図面は、平面に描かれる。これはあまりにも当たり前の事実なので、ふだん意識されることはない。3D CAD や BIM/CIM が登場した現在でも、設計の出発点や、最終的に人が確認し、共有する形は、ほとんどの場合、2次元である。
線の意味を理解する。注釈を読む。対象物の形状を、そして空間を認識する。 この一連の行為は、3D 空間ではなく、2次元の平面上で行われている。
結局のところ、
人間が見て考えるのは、常に2次元だ。
ディスプレイも紙も、すべて平面である。
NijiCAD は、この当たり前の事実を、もう一度正面から見つめ直すところから始まった。
2D CAD は、長い時間をかけて進化してきた。そして、多くの場合、「進化」とは「機能が増えること」を意味してきた。結果として、CAD は次第に巨大で、複雑な存在になっていった。
ブロック図形が動的に振る舞うことも可能になった。一見便利になったように思えるが、実際は実務においてそれをうまく運用できないことが多い。むしろ弊害が起きる可能性を無視できない。

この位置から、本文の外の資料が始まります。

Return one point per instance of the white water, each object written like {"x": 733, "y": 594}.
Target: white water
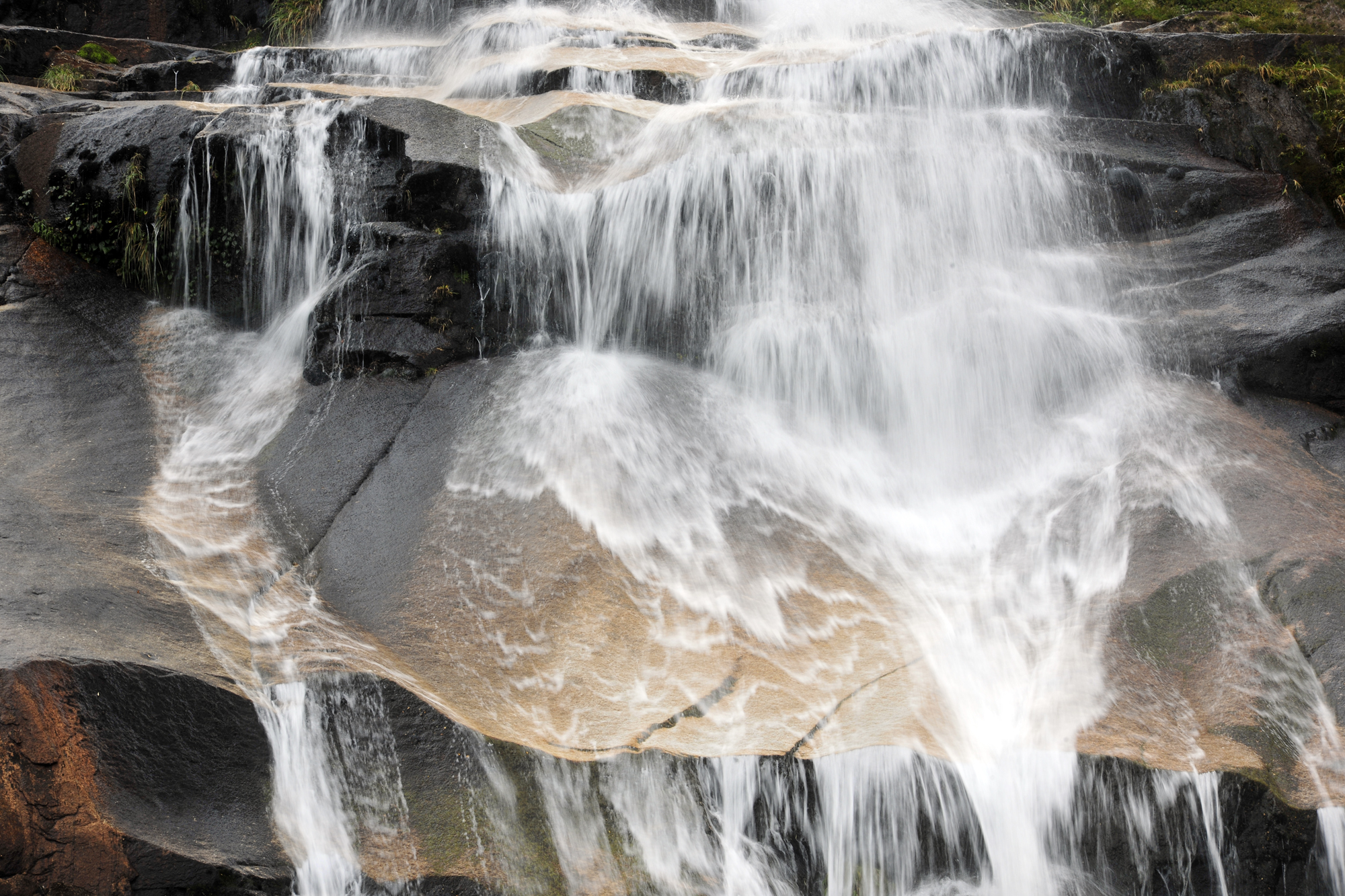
{"x": 856, "y": 304}
{"x": 221, "y": 397}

互換 CAD は数多く登場したが、多くの場合、「同じ前提」を引き継いでいる。道具は変わっても、図面の構造や、2D CAD としての扱い方はあまり変わらない。
コマンドラインを中心とした操作体系。コマンドを覚えていれば、アイコンを探すよりも速い。操作に意識を取られることなく、思考に集中できる。初心者には分かりやすく、慣れたユーザーには迷いのない操作を提供する。
DXF をそのまま再現しようとはしない。極力単純化された図形として読み込む。完璧な再現は目指さない。書き込み時は、AutoCAD や互換 CAD での再利用に適した形で書き出す。
NijiCAD は、独自に定義した図面データファイルを採用している。最大の特徴は、外部ファイルの参照を一切行わないことだ。これにより、画像やリソースのリンク切れによる不整合や欠落はなくなる。どのような環境で開いても、表示や印刷結果が食い違うことはない。
Windows版では、アカウント管理を Microsoft Store に委ねている。運営者が、個人情報や機密情報を扱うことはない。Web版でも、編集データはサーバーへ送られず、処理はすべてブラウザ内で完結する。情報を預からない設計。それもまた、NijiCAD が選んだひとつの答えだ。
余分な機能を削ぎ落とし、必要な機能に集中することで、高速で軽快な動作を実現。ストレスのない作図環境を提供します。
時代に合わせたインターフェース設計。直感的で分かりやすく、それでいて高度な操作も可能な、バランスの取れたデザイン。
完璧な再現ではなく、実務で必要な互換性を提供。DXF の読み書きは、実際の運用に即した形で最適化されています。